Divorce from the bonds of matrimony—or divorce—permanently ends your marriage, meaning neither spouse owes the other any additional marital obligations or duties, and each is free to marry someone else.
When a couple files for divorce, they're asking the court to terminate a legal contract. Spouses must cite a reason (ground) for the divorce before a court will grant it. Depending on where you live, you may be able to ask for a divorce based on no-fault or fault grounds.
Today, all states allow some version of a no-fault divorce, which simply means the couple does not need to prove that one of them did something to cause the marriage to fail. They don't have to get into specific details about who's to blame for the breakup.
No-fault grounds include the following:
In addition to no-fault grounds, some states still allow spouses to pursue a fault-based divorce, which means one spouse claims the other spouse's marital misconduct caused the marriage to fail. The specific fault grounds vary depending on state law, but the most common include adultery, abuse, and abandonment.
Some states, like California and Michigan, are purely no-fault divorce states, which means that a court won't inquire as to why the marriage ended, only that at least one spouse wants the divorce. But in New Jersey, you have the choice of requesting a no-fault or fault divorce.
If you and your spouse have lived separate for at least the last 18 consecutive months, you can pursue a no-fault divorce based on a separation. The courts in New Jersey presume that if you've been living apart and not as a married couple for this amount of time—and you haven't already worked it out on your own—there's likely nothing a judge can do to encourage you to save your marriage.
Living apart for 18 months used to be the only way you could file for a no-fault divorce in New Jersey. However, the courts have broadened the no-fault grounds. Today, you can file for divorce based on irreconcilable differences, which basically means that you and your spouse can't get along anymore, and there is no hope you will be able to save the marriage. If you can prove irreconcilable differences for a period of at least six months, you may qualify for a no-fault divorce.
Both types of no-fault divorce require at least one spouse to live in the state of New Jersey for at least one year prior to filing.
New Jersey also allows you to file for divorce based on your spouse's marital misconduct, including:
It's important to understand that if you pursue a fault-based divorce, you will have to prove your allegations regarding your spouse's misconduct.

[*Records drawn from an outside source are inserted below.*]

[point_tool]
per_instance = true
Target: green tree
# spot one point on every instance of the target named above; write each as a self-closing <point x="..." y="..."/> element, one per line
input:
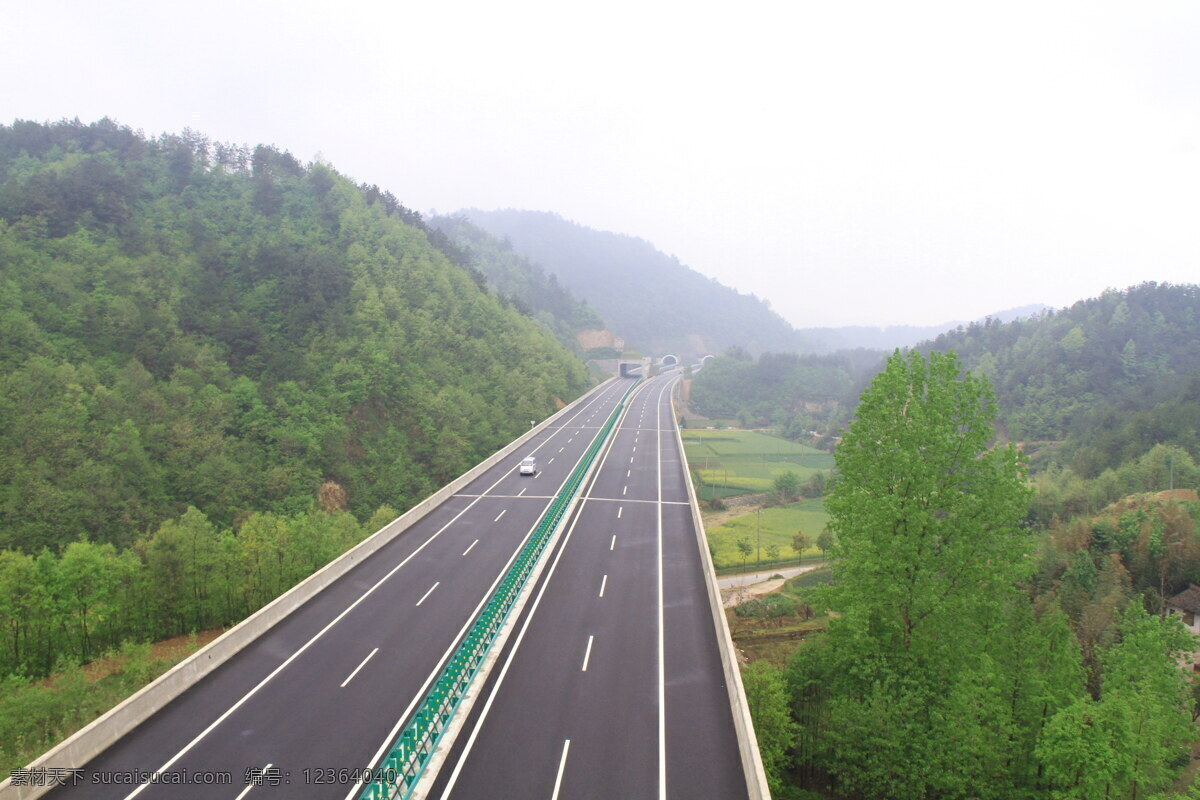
<point x="801" y="542"/>
<point x="745" y="548"/>
<point x="928" y="523"/>
<point x="774" y="728"/>
<point x="787" y="486"/>
<point x="1129" y="741"/>
<point x="825" y="541"/>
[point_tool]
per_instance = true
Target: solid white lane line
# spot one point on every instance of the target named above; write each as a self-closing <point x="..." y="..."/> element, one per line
<point x="508" y="662"/>
<point x="322" y="632"/>
<point x="562" y="765"/>
<point x="429" y="593"/>
<point x="663" y="679"/>
<point x="587" y="654"/>
<point x="246" y="791"/>
<point x="358" y="668"/>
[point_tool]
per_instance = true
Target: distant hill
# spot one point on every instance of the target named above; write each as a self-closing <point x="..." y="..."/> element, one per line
<point x="1110" y="376"/>
<point x="191" y="323"/>
<point x="652" y="300"/>
<point x="1091" y="386"/>
<point x="519" y="281"/>
<point x="829" y="340"/>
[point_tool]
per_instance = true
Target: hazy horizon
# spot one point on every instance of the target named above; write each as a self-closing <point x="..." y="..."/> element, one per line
<point x="862" y="163"/>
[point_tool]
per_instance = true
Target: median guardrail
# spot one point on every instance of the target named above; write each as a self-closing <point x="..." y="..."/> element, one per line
<point x="401" y="769"/>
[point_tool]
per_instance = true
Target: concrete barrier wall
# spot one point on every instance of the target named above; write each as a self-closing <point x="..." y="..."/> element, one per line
<point x="748" y="744"/>
<point x="102" y="732"/>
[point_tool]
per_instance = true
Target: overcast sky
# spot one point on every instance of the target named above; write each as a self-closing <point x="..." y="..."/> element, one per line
<point x="851" y="162"/>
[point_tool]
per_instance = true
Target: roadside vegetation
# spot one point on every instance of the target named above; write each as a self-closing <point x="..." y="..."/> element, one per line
<point x="1005" y="662"/>
<point x="727" y="463"/>
<point x="768" y="536"/>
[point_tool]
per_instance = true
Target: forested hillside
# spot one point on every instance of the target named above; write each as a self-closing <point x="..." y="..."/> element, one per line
<point x="186" y="323"/>
<point x="652" y="300"/>
<point x="887" y="338"/>
<point x="793" y="394"/>
<point x="520" y="281"/>
<point x="1107" y="377"/>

While you may feel vindicated by showing the world your spouse was to blame for the divorce, proving this will take time, involve a substantial amount of investigative and attorney work, and increase your legal fees.
You will also have to attend a hearing or trial where you (or your attorney) must convince a judge that your spouse engaged in marital misconduct which caused the divorce. You should consider speaking to a local divorce lawyer about your case before you file for a fault-based divorce. In some states, proving fault can affect alimony, property division, and even child custody. An experienced attorney can help you determine if there is any benefit that would outweigh the added cost and stress that comes along with this type of divorce.
Typically, a no-fault divorce will be less expensive and less adversarial because you don't need to gather and present evidence for trial.
In New Jersey, you can file for divorce based on your spouse's affair. The process is generally the same as the other at-fault divorce grounds, except the law doesn't require you to be a resident of New Jersey for a specific period before you can file. This is much more lenient than the one-year residency requirement in other types of divorce.
It's important to understand that if you allege adultery as a reason for divorce, like any other grounds, you'll need to prove it. For example, in one New Jersey case, a wife produced evidence that for one week her husband lived in a one-bedroom apartment with an unidentified woman. This information was enough to convince the court that the husband committed adultery, and the judge granted the wife's request for a fault-based divorce.
Yes. Spouses who can agree on all their major legal issues, like property division, custody, child support, and alimony, can file together and request an uncontested divorce. In this type of legal action, both spouses will provide the court with a signed divorce settlement agreement.
If you disagree on any issue before the judge signs the agreement, you have the option to go to trial. Likewise, if you're going through a no-fault or fault divorce process and you can agree on all of your divorce-related matters, you can ask the judge to change it to an uncontested divorce.
Divorce from bed and board
Couples who wish to leave their relationship, but not necessarily end with divorce, can apply for a divorce from bed and board. Most states refer to this as a legal separation, which means that the court will resolve the same major legal issues as an absolute divorce, but the parties remain married. Neither spouse can remarry without taking steps to convert the divorce from bed and board to a full divorce, which can be expensive and time-consuming.
If a couple reconciles their relationship after obtaining a divorce from bed and board, they can petition the court to revoke or suspend the order, which allows them to avoid the expense of getting remarried.
Divorce from bed and board may seem unorthodox, but for some couples, their religion may prevent them from obtaining a typical divorce. In other families, divorce may not be what's best for the children, and this may provide the family with a better alternative.